Findings from the trial of lapatinib and capecitabine appear in the Dec. 28 2006 issue of the New England Journal of Medicine. SOURCES: Geyer, C.E. The New England Journal of Medicine, Dec. 28, 2006; vol 355: pp 2733-2743. The final survival analysis was published in Oct 2010. SOURCES: Cameron, D. The Oncologist, 2010: vol 15, pp 924-934.
8. Is lapatinib toxic to the heart?
HER2 protein is also present on the surface of heart muscle. Lapatinib can affect heart muscle function. It may cause less toxicity to the heart (i.e. weakening of the heart muscle) than Herceptin®, but this is still being studied. Caution should be taken if lapatinib is being considered for patients with pre-existing cardiac conditions, including uncontrolled or symptomatic angina, arrhythmias, or congestive heart failure.
9. What are the side effects?
The most common side effects of lapatinib with capecitabine are diarrhoea, redness and tingling in the hands and feet and a rash and lowering of blood counts. These side-effects (except the rash) are also the most common side-effects of capecitabine alone. They can usually be successfully treated. Other effects can include nausea, vomiting and fatigue. The most common side effects of lapatinib alone are diarrhoea, rash and fatigue. 9. Is lapatinib available and what does it cost?

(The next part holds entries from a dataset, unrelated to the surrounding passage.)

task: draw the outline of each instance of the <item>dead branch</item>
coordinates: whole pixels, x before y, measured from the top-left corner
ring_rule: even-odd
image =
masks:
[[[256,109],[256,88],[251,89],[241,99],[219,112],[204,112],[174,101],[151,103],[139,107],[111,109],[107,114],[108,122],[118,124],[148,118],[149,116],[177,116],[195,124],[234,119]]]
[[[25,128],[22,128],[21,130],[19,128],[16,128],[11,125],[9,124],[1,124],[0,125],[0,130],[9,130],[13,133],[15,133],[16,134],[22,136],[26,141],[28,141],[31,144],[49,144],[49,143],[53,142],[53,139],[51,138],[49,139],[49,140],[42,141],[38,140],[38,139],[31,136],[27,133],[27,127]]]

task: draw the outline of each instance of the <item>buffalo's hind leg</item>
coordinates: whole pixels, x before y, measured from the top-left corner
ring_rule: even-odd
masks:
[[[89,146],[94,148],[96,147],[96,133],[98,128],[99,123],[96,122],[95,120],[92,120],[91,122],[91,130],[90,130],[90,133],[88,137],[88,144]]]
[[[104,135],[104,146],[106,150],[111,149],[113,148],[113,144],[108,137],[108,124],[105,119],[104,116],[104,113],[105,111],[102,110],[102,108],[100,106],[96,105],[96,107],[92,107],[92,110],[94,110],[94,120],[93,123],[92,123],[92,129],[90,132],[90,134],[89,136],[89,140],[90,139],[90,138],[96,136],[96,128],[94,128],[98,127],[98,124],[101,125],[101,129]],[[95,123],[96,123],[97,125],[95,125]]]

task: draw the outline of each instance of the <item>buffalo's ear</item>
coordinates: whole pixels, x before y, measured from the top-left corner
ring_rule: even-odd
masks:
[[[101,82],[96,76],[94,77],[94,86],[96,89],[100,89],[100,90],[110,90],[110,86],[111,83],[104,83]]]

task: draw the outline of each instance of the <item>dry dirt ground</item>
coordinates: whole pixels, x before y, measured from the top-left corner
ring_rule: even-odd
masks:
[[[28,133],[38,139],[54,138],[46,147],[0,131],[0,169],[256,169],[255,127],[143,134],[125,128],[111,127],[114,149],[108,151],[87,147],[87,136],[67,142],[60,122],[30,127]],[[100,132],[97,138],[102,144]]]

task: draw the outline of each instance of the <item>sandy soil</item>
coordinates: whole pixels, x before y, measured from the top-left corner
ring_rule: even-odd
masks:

Lapatinib is registered and approved for use in New Zealand. It is, however, not funded by PHARMAC which means patients will have to pay to have this drug.The price may vary from pharmacy to pharmacy. You may wish to discuss this with your pharmacist. Lapatanib can be prescribed by a NZ doctor but patients treated are not covered by ACC in the event of an adverse reaction.
10. Should I be taking it?
At this stage, Herceptin® remains the gold standard treatment for the majority of women with previous untreated metastatic HER2 positive breast cancer. Tykerb in combination with letrozole may be an option in appropriate patients where an oral chemo-therapy free treatment option is desired. There is no information yet on lapatinib in early breast cancer, but clinical trials are underway.
11. Can lapatinib be used to treat inflammatory breast cancer?
Lapatinib is not approved for use in inflammatory breast cancer in New Zealand.